Granted about the utility of gauging public understanding and knowledge of a subject, and I understand using it for the paper, if anything I hope I'm not too annoying of an outlier, as I'm not really worried about changing minds, I'm happy enough if others look at what they're supporting or believing more closely, especially if they come away more interested in learning about it, regardless of whether they think I'm right or not. Doubt is the first step along the pathway to knowledge after all.
As for the whole idea of an average global temperature representing anything, that's a problem, if it's 50 C in the Sahara and -50 C on Ross Island, does it mean anything to say the average of those two places is 0 C? What physical property does that average represent? I am sure there is probably a point somewhere in between those locations which would be at 0 C, but does it matter?
A map or something like
https://earth.nullschool.net/#current/wind/surface/level/overlay=temp/orthographic can tell you a lot of information.
Now look at this spot here:
https://earth.nullschool.net/#2016/11/03/1800Z/wind/surface/level/overlay=temp/orthographic=-176.18,8.51,317/loc=-178.343,37.433It's pretty close to the value usually given as the global average temperature. What does that part of the ocean tell you? You can look at the rest of the globe there and see things, you could infer that much of that ocean is warmer than that point, but the actual value: 14.7 C tells you nothing by itself except the condition of the air at that particular spot at that particular time.
Smushing all the colors on that image together and getting the same temperature as that spot is a coincidence, but it isn't a critical piece of information, is it?
What about the same spot at a later time:
https://earth.nullschool.net/#2016/11/04/1200Z/wind/surface/level/overlay=temp/orthographic=-176.18,8.51,317/loc=-178.343,37.433Does it mean anything that
this location is
projected to be ~6 C warmer than the
global average temperature at some point over the next day?
It does actually let you infer something: if said global average remains the same, then other points are projected to be cooler at that time. It's a redistribution of energy around the planet, but this takes place over various time scales due to the masses and properties thereof involved. The lower atmosphere is functionally an ocean of air, it has interfaces with the land and water surfaces, each with their own heat distribution properties.

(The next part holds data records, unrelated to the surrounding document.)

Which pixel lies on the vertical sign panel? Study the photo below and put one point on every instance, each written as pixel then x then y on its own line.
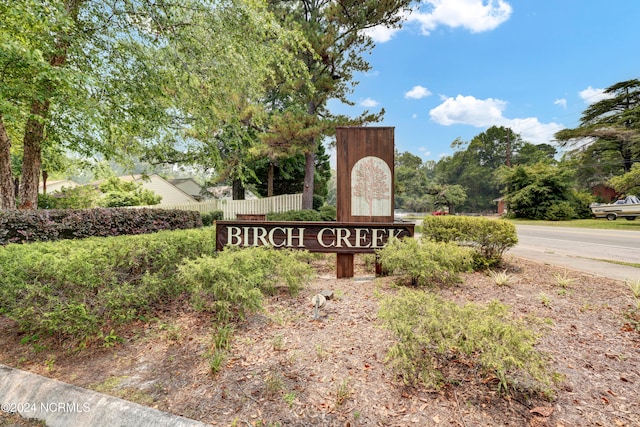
pixel 365 160
pixel 365 164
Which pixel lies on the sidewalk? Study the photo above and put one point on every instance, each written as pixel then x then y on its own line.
pixel 63 405
pixel 595 267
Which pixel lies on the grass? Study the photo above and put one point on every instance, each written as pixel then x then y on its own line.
pixel 619 224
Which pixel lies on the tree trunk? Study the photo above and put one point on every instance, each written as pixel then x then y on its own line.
pixel 34 128
pixel 309 166
pixel 270 180
pixel 237 190
pixel 309 175
pixel 45 175
pixel 7 190
pixel 32 156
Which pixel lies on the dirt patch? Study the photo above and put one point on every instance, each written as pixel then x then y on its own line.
pixel 286 368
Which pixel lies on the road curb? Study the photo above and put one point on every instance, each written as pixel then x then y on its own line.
pixel 60 404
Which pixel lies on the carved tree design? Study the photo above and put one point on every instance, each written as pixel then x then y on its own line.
pixel 371 181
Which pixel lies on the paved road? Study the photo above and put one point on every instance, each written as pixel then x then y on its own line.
pixel 581 249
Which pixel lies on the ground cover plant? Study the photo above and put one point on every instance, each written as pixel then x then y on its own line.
pixel 489 239
pixel 84 290
pixel 281 366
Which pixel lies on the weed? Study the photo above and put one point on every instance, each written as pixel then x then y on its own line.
pixel 290 398
pixel 273 383
pixel 431 331
pixel 563 279
pixel 321 352
pixel 426 263
pixel 111 339
pixel 222 337
pixel 215 359
pixel 545 299
pixel 635 291
pixel 277 342
pixel 343 391
pixel 50 362
pixel 499 278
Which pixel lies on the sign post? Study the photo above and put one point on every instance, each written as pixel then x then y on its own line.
pixel 365 198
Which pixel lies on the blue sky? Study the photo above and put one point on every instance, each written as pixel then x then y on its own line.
pixel 458 67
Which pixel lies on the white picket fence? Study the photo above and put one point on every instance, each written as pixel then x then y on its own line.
pixel 230 208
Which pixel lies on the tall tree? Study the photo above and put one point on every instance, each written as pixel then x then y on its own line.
pixel 611 125
pixel 336 31
pixel 412 177
pixel 474 164
pixel 124 77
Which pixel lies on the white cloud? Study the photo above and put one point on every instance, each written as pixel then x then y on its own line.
pixel 381 34
pixel 474 15
pixel 561 102
pixel 468 110
pixel 591 95
pixel 417 92
pixel 368 102
pixel 484 113
pixel 425 152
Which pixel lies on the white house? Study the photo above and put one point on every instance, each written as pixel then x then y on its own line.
pixel 171 195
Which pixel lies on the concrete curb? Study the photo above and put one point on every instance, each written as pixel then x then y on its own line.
pixel 556 258
pixel 63 405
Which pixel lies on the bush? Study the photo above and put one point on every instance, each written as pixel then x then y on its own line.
pixel 21 226
pixel 425 263
pixel 210 218
pixel 78 290
pixel 489 238
pixel 560 211
pixel 80 197
pixel 432 332
pixel 232 283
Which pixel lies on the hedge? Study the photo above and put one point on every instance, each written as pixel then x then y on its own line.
pixel 23 226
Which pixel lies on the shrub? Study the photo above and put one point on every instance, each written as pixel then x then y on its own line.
pixel 18 226
pixel 425 263
pixel 210 218
pixel 231 283
pixel 80 197
pixel 560 211
pixel 78 289
pixel 489 238
pixel 432 331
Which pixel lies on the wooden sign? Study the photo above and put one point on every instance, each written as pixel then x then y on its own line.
pixel 334 237
pixel 365 180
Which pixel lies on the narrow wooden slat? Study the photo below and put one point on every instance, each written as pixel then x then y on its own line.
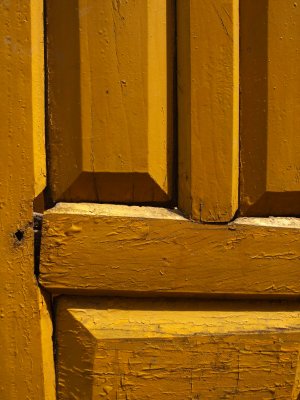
pixel 38 95
pixel 120 249
pixel 208 108
pixel 110 100
pixel 270 108
pixel 118 349
pixel 22 353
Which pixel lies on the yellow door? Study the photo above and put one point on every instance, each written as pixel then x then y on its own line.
pixel 170 247
pixel 153 299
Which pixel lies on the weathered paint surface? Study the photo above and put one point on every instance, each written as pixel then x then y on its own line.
pixel 93 248
pixel 147 349
pixel 38 95
pixel 208 108
pixel 110 99
pixel 270 107
pixel 21 351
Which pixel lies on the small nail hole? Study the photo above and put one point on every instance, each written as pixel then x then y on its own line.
pixel 19 235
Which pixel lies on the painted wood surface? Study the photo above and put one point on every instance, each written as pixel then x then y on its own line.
pixel 22 354
pixel 208 108
pixel 124 349
pixel 110 100
pixel 270 107
pixel 121 249
pixel 38 95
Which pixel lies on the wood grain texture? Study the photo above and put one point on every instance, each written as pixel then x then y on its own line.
pixel 38 95
pixel 208 108
pixel 270 108
pixel 91 249
pixel 21 352
pixel 110 70
pixel 124 349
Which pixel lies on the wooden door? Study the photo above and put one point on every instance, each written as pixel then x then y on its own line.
pixel 167 283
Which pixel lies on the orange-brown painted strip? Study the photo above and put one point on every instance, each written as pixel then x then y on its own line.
pixel 142 250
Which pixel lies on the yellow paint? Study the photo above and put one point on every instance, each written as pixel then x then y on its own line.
pixel 110 100
pixel 122 249
pixel 270 112
pixel 126 349
pixel 208 108
pixel 21 351
pixel 38 95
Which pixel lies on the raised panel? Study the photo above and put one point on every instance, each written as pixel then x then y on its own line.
pixel 110 80
pixel 149 349
pixel 148 250
pixel 208 108
pixel 270 108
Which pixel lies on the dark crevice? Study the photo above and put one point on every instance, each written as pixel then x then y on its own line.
pixel 19 235
pixel 37 229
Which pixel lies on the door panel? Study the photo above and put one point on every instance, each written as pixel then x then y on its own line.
pixel 124 349
pixel 145 250
pixel 27 370
pixel 270 108
pixel 208 108
pixel 110 72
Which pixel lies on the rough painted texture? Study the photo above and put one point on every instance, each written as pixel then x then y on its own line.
pixel 270 107
pixel 21 355
pixel 86 249
pixel 110 99
pixel 124 349
pixel 208 108
pixel 38 95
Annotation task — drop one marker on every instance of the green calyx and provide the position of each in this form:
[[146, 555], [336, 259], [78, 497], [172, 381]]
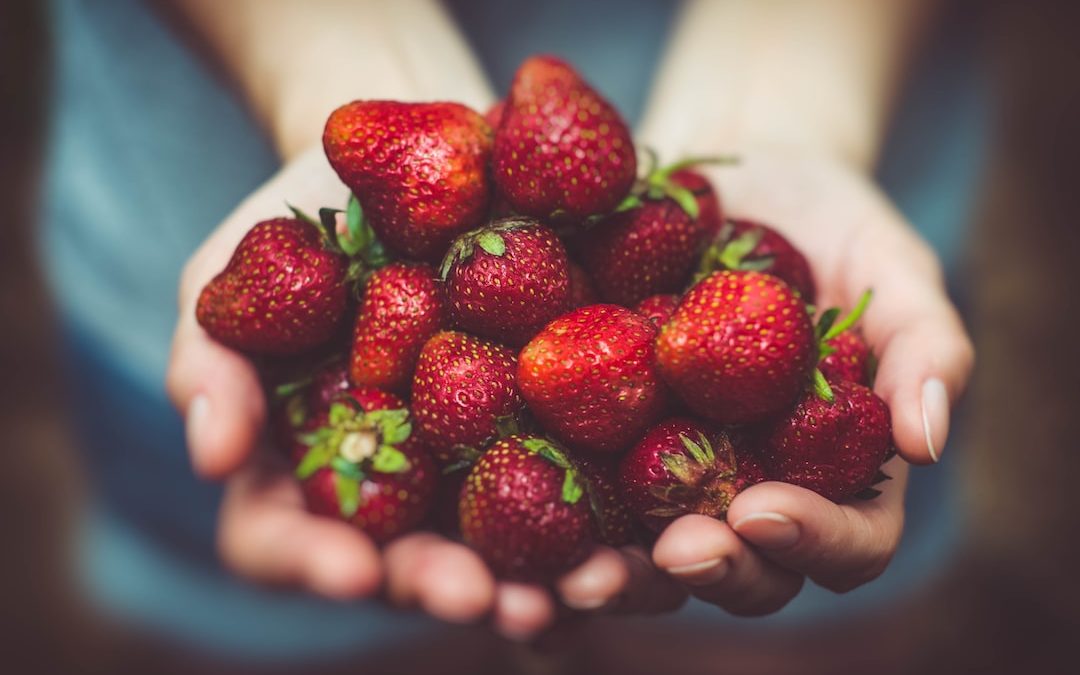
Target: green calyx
[[828, 326], [355, 444], [487, 239], [572, 485]]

The atmosphere itself is far from uniform across the surface, but it does have an interesting property when you move away from it:
https://earth.nullschool.net/#2016/11/04/1200Z/wind/isobaric/850hPa/overlay=temp/orthographic=-176.18,8.51,317/loc=-178.343,37.433 <- 14.0 C
https://earth.nullschool.net/#2016/11/04/1200Z/wind/isobaric/850hPa/overlay=temp/orthographic=-176.18,8.51,317/loc=-178.343,37.433 <- 5.1 C
https://earth.nullschool.net/#2016/11/04/1200Z/wind/isobaric/500hPa/overlay=temp/orthographic=-176.18,8.51,317/loc=-178.343,37.433 <- -10.3 C
https://earth.nullschool.net/#2016/11/04/1200Z/wind/isobaric/250hPa/overlay=temp/orthographic=-176.18,8.51,317/loc=-178.343,37.433 <- -44.7 C
https://earth.nullschool.net/#2016/11/04/1200Z/wind/isobaric/70hPa/overlay=temp/orthographic=-176.18,8.51,317/loc=-178.343,37.433 <- -70.4 C
https://earth.nullschool.net/#2016/11/04/1200Z/wind/isobaric/10hPa/overlay=temp/orthographic=-176.18,8.51,317/loc=-178.343,37.433 <- -53.3 C
Look at that! The tropopause is visible, if you move the time back and forth you'll see it rise and fall from the afternoon to early morning.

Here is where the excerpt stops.